How to populate documents with unlimited nested levels using mongoose
Asked Answered
K

2

8

I'm designing a web application that manages organizational structure for parent and child companies. There are two types of companies: 1- Main company, 2 -Subsidiary company.The company can belong only to one company but can have a few child companies. My mongoose Schema looks like this:

var companySchema = new mongoose.Schema({
    companyName: {
        type: String,
        required: true
    },
    estimatedAnnualEarnings: {
        type: Number,
        required: true
    },
    companyChildren: [{type: mongoose.Schema.Types.ObjectId, ref: 'Company'}],
    companyType: {type: String, enum: ['Main', 'Subsidiary']}
})

module.exports = mongoose.model('Company', companySchema);

I store all my companies in one collection and each company has an array with references to its child companies. Then I want to display all companies as a tree(on client side). I want query all Main companies that populates their children and children populate their children and so on,with unlimited nesting level. How can I do that? Or maybe you know better approach. Also I need ability to view,add,edit,delete any company.

Now I have this:

router.get('/companies', function(req, res) {
    Company.find({companyType: 'Main'}).populate({path: 'companyChildren'}).exec(function(err, list) {
        if(err) {
            console.log(err);
        } else {
            res.send(list);
        }
    })
});

But it populates only one nested level. I appreciate any help

Kibbutznik answered 7/7, 2017 at 10:13 Comment(1)
the best solution ever using bluebird : traverse a tree in mongoDBPlucky
A
18

You can do this in latest Mongoose releases.
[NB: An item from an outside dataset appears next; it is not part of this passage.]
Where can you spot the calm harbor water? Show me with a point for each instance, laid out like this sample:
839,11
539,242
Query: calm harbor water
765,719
No plugins required:

const async = require('async'),
      mongoose = require('mongoose'),
      Schema = mongoose.Schema;

const uri = 'mongodb://localhost/test',
      options = { use: MongoClient };

mongoose.Promise = global.Promise;
mongoose.set('debug',true);

function autoPopulateSubs(next) {
  this.populate('subs');
  next();
}

const companySchema = new Schema({
  name: String,
  subs: [{ type: Schema.Types.ObjectId, ref: 'Company' }]
});

companySchema
  .pre('findOne', autoPopulateSubs)
  .pre('find', autoPopulateSubs);


const Company = mongoose.model('Company', companySchema);

function log(data) {
  console.log(JSON.stringify(data, undefined, 2))
}

async.series(
  [
    (callback) => mongoose.connect(uri,options,callback),

    (callback) =>
      async.each(mongoose.models,(model,callback) =>
        model.remove({},callback),callback),

    (callback) =>
      async.waterfall(
        [5,4,3,2,1].map( name =>
          ( name === 5 ) ?
            (callback) => Company.create({ name },callback) :
            (child,callback) =>
              Company.create({ name, subs: [child] },callback)
        ),
        callback
      ),

    (callback) =>
      Company.findOne({ name: 1 })
        .exec((err,company) => {
          if (err) callback(err);
          log(company);
          callback();
        })

  ],
  (err) => {
    if (err) throw err;
    mongoose.disconnect();
  }
)

Or a more modern Promise version with async/await:

const mongoose = require('mongoose'),
      Schema = mongoose.Schema;

mongoose.set('debug',true);
mongoose.Promise = global.Promise;
const uri = 'mongodb://localhost/test',
      options = { useMongoClient: true };

const companySchema = new Schema({
  name: String,
  subs: [{ type: Schema.Types.ObjectId, ref: 'Company' }]
});

function autoPopulateSubs(next) {
  this.populate('subs');
  next();
}

companySchema
  .pre('findOne', autoPopulateSubs)
  .pre('find', autoPopulateSubs);

const Company = mongoose.model('Company', companySchema);

function log(data) {
  console.log(JSON.stringify(data, undefined, 2))
}

(async function() {

  try {
    const conn = await mongoose.connect(uri,options);

    // Clean data
    await Promise.all(
      Object.keys(conn.models).map(m => conn.models[m].remove({}))
    );

    // Create data
    await [5,4,3,2,1].reduce((acc,name) =>
      (name === 5) ? acc.then( () => Company.create({ name }) )
        : acc.then( child => Company.create({ name, subs: [child] }) ),
      Promise.resolve()
    );

    // Fetch and populate
    let company = await Company.findOne({ name: 1 });
    log(company);

  } catch(e) {
    console.error(e);
  } finally {
    mongoose.disconnect();
  }

})()

Produces:

{
  "_id": "595f7a773b80d3114d236a8b",
  "name": "1",
  "__v": 0,
  "subs": [
    {
      "_id": "595f7a773b80d3114d236a8a",
      "name": "2",
      "__v": 0,
      "subs": [
        {
          "_id": "595f7a773b80d3114d236a89",
          "name": "3",
          "__v": 0,
          "subs": [
            {
              "_id": "595f7a773b80d3114d236a88",
              "name": "4",
              "__v": 0,
              "subs": [
                {
                  "_id": "595f7a773b80d3114d236a87",
                  "name": "5",
                  "__v": 0,
                  "subs": []
                }
              ]
            }
          ]
        }
      ]
    }
  ]
}

Note that the async parts are not actually required at all and are just here for setting up the data for demonstration. It's the .pre() hooks that allow this to actually happen as we "chain" each .populate() which actually calls either .find() or .findOne() under the hood to another .populate() call.

So this:

function autoPopulateSubs(next) {
  this.populate('subs');
  next();
}

Is the part being invoked that is actually doing the work.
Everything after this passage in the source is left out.